脑膜瘤是最常见的原发性颅内肿瘤,其临床行为从良性到高度侵袭性不等。世界卫生组织将脑膜瘤分为不同级别,以指导预后和治疗。虽然手术对低级别脑膜瘤有效,但某些1级肿瘤以及2级、3级和复发性病例更具侵袭性,需要新的治疗方法。免疫疗法显示出前景,早期临床试验取得了令人鼓舞的结果。肿瘤微环境(TME),尤其是肿瘤相关巨噬细胞(TAM),在肿瘤进展中起关键作用。TAM影响肿瘤生长、转移和免疫逃逸。然而,它们在脑膜瘤中的作用,特别是与基因组突变的关系,仍知之甚少。了解基因改变如何影响TME对于开发靶向免疫疗法至关重要。

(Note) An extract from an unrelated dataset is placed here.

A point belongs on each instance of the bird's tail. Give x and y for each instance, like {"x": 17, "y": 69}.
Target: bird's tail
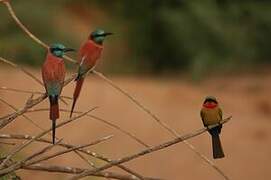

本研究采用多重免疫组织化学和批量RNA测序,以探索基因分层的脑膜瘤组织和匹配的三维(3D)球体模型中的免疫浸润情况。我们比较了亲代组织、二维(2D)单层培养物和3D球体模型中的免疫细胞群体。此外,进行了共培养实验,引入源自外周血单核细胞的M2极化巨噬细胞,以研究免疫细胞与肿瘤细胞之间的相互作用。
我们的研究结果显示,与特定基因型和甲基化类别相关的免疫浸润模式存在显著差异,尤其是M2样TAM。值得注意的是,与传统的2D单层培养相比,3D球体模型更紧密地复制了亲代组织中观察到的TME,为免疫浸润研究提供了一个优越的平台。此外,共培养实验表明,M2极化巨噬细胞可以有效浸润肿瘤细胞,促进肿瘤细胞增殖,同时抑制侵袭,提示IL-6介导的信号传导在肿瘤进展中的作用。
这些发现表明,3D共培养模型为研究免疫细胞,特别是TAM在脑膜瘤进展中的作用提供了一个优秀的系统。通过更准确地呈现TME,这些模型有助于识别旨在调节脑膜瘤内免疫反应的新型免疫治疗策略。最终,这种方法可能通过提高现有治疗的有效性或提供新的免疫治疗选择,改善脑膜瘤患者的治疗效果和生活质量。